これだとメインに置かれたプレイヤーのデッキは変える必要はないんだけど、サポートする相方は専用のデッキを組まなきゃならないし、上手くサポートしてあげないと逆に味方の動きを阻害しちゃう可能性があるから難しいんだよね。」
「なるほど。けど、僕たちそんなデッキ扱った事ないっす」
「まぁまぁ、もう一つあるから。
二つ目は二人のデッキテーマを合わせて、お互いがサポートしあうデッキかな。」
「けどよ、俺らのデッキだと共通点がないんだよなー」
ダメじゃんと肩を落とす十代
「あるだろーが。HEROにしたって、ビークロイドにしたって融合主体だろ?そこをうまく使えばいいだろ。」
あっ、そっかと二人とも相槌を打つ。本当に気付いていなかったらしい。
「あと、注意する点は専用サポートカードを入れ過ぎない事かな。」
「どうしてすか?」
「自分で少しは考えろよ」
「って、言われても……さっぱりわからん」
もともと直感で動くタイプの十代は少し頭を使っただけで頭から湯気が吹き出しそうである。
「例えば……【ヒーローバリア】とかあるだろ?場にE・HERO居ないと死札になって逆に場を圧迫することになるんだよ。
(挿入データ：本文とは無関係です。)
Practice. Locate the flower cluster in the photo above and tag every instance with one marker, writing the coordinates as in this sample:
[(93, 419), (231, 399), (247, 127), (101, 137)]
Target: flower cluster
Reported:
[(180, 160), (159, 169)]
だから、発動するのにあまり制約がない凡庸魔法・罠を入れる事をおすすめするかな。」
「な、なるほど。確かに攻撃止めるだけならヒーローバリアより、攻撃の無力化のがいいっすもんね」
翔は納得したが、逆に十代はフェイバリットをバカにされたとふくれる。
「じゃあさ、こんなのはどうだ?【スパークガン】で相手を守備表示にして、【シールドクラッシュ】で破壊とかさ。よくね?」
「って、アニキ〜。そのカード、僕のっすよ!」
「スパークガンより、エネミーコントローラーのがよくね?」
などなど十代達がカードの利用方法の案を出し、紫苑がそれを評価し、代案を出すという作業が行われた。
◆◇◆
「ふぅ〜、紫苑のおかげで最初よりだいぶよくなったぜ。サンキュー。」
「礼はいらんから、二度と来んな」
十代達のデッキも調整し終わり、ちょうど帰ろうとしているとき、翠が悪戯を思いついたような子供の顔をして彼らを呼び止める。
「ねぇ、決闘ってデュエルが始まる前から始まっているって知ってる?」
ニヤニヤとしながら、十代たちに悪知恵を吹き込む小悪魔がそこにいた。